Carver Water Treatment Facility Project Overview

The City of Carver has grown and changed since it installed its first water treatment facility in 2004. With the population tripling since 2000, the city’s current water treatment facility is reaching maximum capacity.

The current system can process about 1.2 million gallons per day. Projections show that the demand for City water will increase to over 1.3 million gallons per day within just a few years and will over double current demand by 2040.

In response to this, the City of Carver is planning to expand the current water treatment facility to meet these demands. This expansion is expected to add 1.5 million gallons of capacity per day to over double City water supply capabilities.

Construction on this critical project is anticipated to begin in the late Fall of 2020.  The expansion is expected to be fully built and operational by the summer of 2022 to stay ahead of the increasing demand for water in the City of Carver.

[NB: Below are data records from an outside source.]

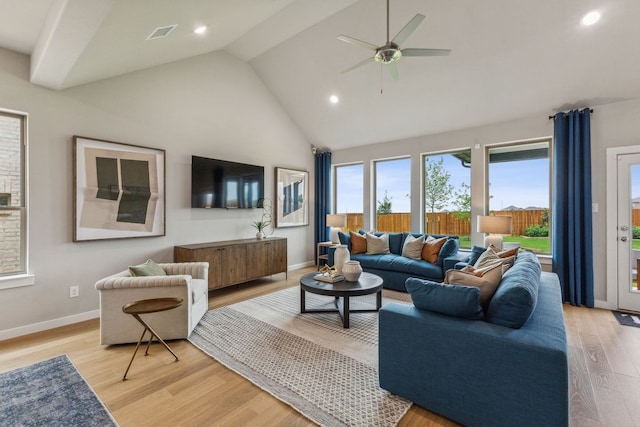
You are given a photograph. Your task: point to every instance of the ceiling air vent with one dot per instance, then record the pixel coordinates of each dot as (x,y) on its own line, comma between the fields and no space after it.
(161,32)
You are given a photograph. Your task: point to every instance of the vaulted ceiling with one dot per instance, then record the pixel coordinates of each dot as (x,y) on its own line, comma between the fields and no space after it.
(509,59)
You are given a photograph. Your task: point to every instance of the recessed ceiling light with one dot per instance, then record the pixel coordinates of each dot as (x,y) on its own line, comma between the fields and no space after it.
(591,18)
(201,29)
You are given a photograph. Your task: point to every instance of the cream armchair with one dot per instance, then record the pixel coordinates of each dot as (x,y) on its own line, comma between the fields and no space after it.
(188,281)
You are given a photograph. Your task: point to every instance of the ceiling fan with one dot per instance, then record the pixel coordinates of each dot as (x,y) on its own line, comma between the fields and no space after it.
(390,52)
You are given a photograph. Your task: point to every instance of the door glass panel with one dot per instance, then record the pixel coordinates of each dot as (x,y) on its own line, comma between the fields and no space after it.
(635,225)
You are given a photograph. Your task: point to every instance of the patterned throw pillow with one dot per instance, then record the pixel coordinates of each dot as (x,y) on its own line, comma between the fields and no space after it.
(412,247)
(431,249)
(489,257)
(377,245)
(358,243)
(149,268)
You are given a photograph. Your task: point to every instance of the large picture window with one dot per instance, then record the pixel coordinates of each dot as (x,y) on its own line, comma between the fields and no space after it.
(447,194)
(519,186)
(349,190)
(13,209)
(393,195)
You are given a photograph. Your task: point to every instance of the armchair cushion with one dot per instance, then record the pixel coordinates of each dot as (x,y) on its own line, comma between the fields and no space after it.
(149,268)
(188,281)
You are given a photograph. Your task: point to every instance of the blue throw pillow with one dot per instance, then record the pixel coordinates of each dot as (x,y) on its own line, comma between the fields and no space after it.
(452,300)
(517,295)
(449,248)
(476,251)
(345,239)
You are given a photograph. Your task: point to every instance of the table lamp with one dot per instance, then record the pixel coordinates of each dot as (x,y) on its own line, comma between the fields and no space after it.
(494,226)
(336,221)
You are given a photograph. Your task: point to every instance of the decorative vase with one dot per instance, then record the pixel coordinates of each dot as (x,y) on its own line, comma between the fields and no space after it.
(340,256)
(351,271)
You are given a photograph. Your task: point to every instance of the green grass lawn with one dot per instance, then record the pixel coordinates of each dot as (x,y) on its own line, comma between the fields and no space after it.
(535,244)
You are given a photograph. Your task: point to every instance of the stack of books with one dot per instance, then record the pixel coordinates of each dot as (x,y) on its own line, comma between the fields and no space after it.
(329,278)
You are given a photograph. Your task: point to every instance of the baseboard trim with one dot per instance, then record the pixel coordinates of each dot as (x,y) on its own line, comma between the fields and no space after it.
(604,305)
(49,324)
(300,266)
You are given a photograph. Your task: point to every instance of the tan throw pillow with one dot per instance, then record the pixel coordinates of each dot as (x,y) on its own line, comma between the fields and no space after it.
(431,249)
(412,247)
(377,245)
(358,243)
(506,252)
(489,257)
(487,281)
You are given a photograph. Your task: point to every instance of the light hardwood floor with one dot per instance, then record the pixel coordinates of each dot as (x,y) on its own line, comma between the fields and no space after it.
(198,391)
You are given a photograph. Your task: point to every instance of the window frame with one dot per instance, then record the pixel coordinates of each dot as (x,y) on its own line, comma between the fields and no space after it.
(423,207)
(21,277)
(487,191)
(374,186)
(334,189)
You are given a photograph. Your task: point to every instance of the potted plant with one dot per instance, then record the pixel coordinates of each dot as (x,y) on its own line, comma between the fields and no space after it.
(260,225)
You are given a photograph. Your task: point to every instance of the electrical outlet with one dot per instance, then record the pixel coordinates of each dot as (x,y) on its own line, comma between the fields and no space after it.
(74,291)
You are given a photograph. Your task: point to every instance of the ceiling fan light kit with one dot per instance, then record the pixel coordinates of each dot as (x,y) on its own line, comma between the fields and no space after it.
(390,52)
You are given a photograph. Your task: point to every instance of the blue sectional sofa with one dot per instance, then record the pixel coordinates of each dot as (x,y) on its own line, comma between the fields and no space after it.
(508,369)
(396,269)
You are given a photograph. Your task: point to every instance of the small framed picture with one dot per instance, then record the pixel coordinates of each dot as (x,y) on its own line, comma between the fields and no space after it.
(292,194)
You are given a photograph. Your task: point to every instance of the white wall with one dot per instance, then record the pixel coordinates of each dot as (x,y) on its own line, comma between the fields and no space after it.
(212,105)
(612,125)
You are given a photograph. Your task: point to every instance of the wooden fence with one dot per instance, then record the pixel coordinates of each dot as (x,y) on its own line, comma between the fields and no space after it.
(447,223)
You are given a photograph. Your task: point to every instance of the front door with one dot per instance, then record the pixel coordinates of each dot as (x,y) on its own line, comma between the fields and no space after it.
(628,219)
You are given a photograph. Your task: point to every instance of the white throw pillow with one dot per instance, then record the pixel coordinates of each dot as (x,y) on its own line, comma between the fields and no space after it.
(377,245)
(412,247)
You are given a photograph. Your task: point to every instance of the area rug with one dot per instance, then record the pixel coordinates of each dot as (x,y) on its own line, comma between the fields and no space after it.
(50,393)
(627,319)
(325,372)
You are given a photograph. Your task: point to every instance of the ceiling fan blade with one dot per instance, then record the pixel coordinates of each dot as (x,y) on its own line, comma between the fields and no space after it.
(393,69)
(357,42)
(408,29)
(425,52)
(359,64)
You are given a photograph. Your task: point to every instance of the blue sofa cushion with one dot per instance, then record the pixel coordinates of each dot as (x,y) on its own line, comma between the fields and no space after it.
(452,300)
(395,241)
(517,295)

For several years, the City has planned for the future need to expand the Water Treatment Plant.  The estimated project cost of 12 million dollars has been in the City’s Long-Term Financial Plan for many years to complete the expansion project.  As a result, the costs associated with the expansion project have already been calculated into the City’s existing rate plan. There will be no special charges or one-time fees needed from residents in order to finance and complete the expansion project

Soil Boring Begins July 27

Crews will be onsite beginning July 27 to conduct soil borings for the Water Treatment Facility Expansion Project. This will include crews using a drill to dig about 20 feet deep into the ground to collect soil samples from key locations on the facility property, as well as along Spring Creek Drive. These samples will help the project team understand the soil profile of the area before construction begins in the late fall of this year. Crews will be on site to complete borings from July 27 to July 31. This process will not impact street access.